Agilent control grids

A control grid is a set of control probes that SureDesign adds to every microarray design. For every microarray design format and species, Agilent has a default species-specific control grid. These grids contain positive controls probes that were designed against the endogenous sequence for the species. Positive controls can be used for image orientation and to assess whether the sample was labeled. The “genomic” control grids are generic grids that contain only negative controls. Since they lack endogenous positive control probes, genomic control grids can be used for any species. The negative control probes are used to measure on element background.

Below are some of the probe types you can expect to find on a species-specific genomic control grid.

BrightCorner (e.g. HsCGHBrightCorner)

·        Used for orientation purposes. These probes are placed in the corners of the array with a different pattern for each corner.

·        These probes are designed to endogenous sequence and are thus species-specific. These probes are predicted to have high signal due to the multiple copies found in the genome.

DarkCorner

·        Used for orientation purposes in the array corners. These, along with the bright corner probes, make up the corner-specific patterns.

·        These probes are the same as the 3xSLv1 probes described below.

Negative controls

·        Structural negative (3xSLv1)

·        Usually highly replicated on the array; used to measure on element background. This probe forms a hairpin and does not hybridize well with labeled sample of any species

·        Biological negatives (e.g., NC1_00000002)

·        These are probes shown not to have significant signal from any sample tested.

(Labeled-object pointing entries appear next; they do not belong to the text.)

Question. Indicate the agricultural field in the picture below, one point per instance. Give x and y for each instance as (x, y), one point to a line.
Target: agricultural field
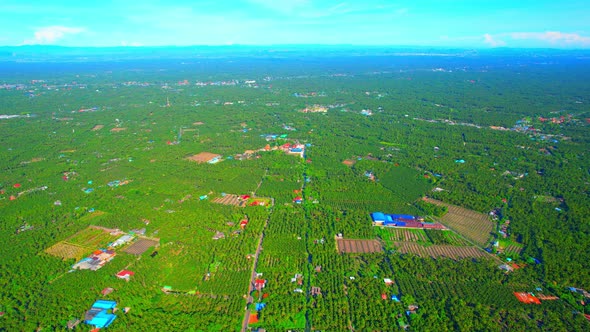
(67, 251)
(141, 245)
(473, 225)
(440, 251)
(57, 134)
(358, 246)
(82, 243)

These probes are used to estimate on element background.

·        Currently there are 82 different negative control NC probes.

·        Common practice is to have one highly replicated NC probe (>100) and the other NC probes at lower replication (≈6).

·        Reserve negatives (e.g., SM_01)

·        There are currently 12 sequences replicated 40 times marked as control type Positive that are reserved negative controls for future potential use as positive controls. They do not show significant signal from any sample tested.

Positive controls

·        Biological positives (e.g., RnPC_10045851, PC_00000004)

·        Endogenous “species-specific” sequences predicted to have high signal, due to multiple copies found in the targeted genome, are used as positive controls. This is the same probe sequence used as the BrightCorner probe.

·        Common practice is to have this probe highly replicated.

·        Deletion stringency probes (e.g., DCP_008001.0)

·        Probes designed against endogenous “species-specific” sequence can be used to measure hybridization and wash stringency.

·        Approximately 20 probes, predicted to perform well by in silico metrics, are chosen randomly from a tiling database and printed on the array in triplicate. In addition, four variants of this probe are printed on the array, also in triplicate. The first variant has a one base pair deletion, the second a three base pair deletion, and the third has a five base pair deletion, and finally the fourth variant has a seven base pair deletion. Bases to be deleted are chosen at random from the center of the probe sequence. The number of bases deleted is indicated by the number after the period. For example, DCP_008001.0 and DCP_008001.3 are from the same parent sequence and the first probe has zero deletions while the second has three.

·        Intensity curve probes (e.g., SRN_800001)

·        Approximately two thousand species-specific probes are chosen to have predicted signals that span the practical signal space. These signal intensities are predictions made using an in-house model. These probes are generally not replicated.

·        These probes can be used in a non-linear normalization.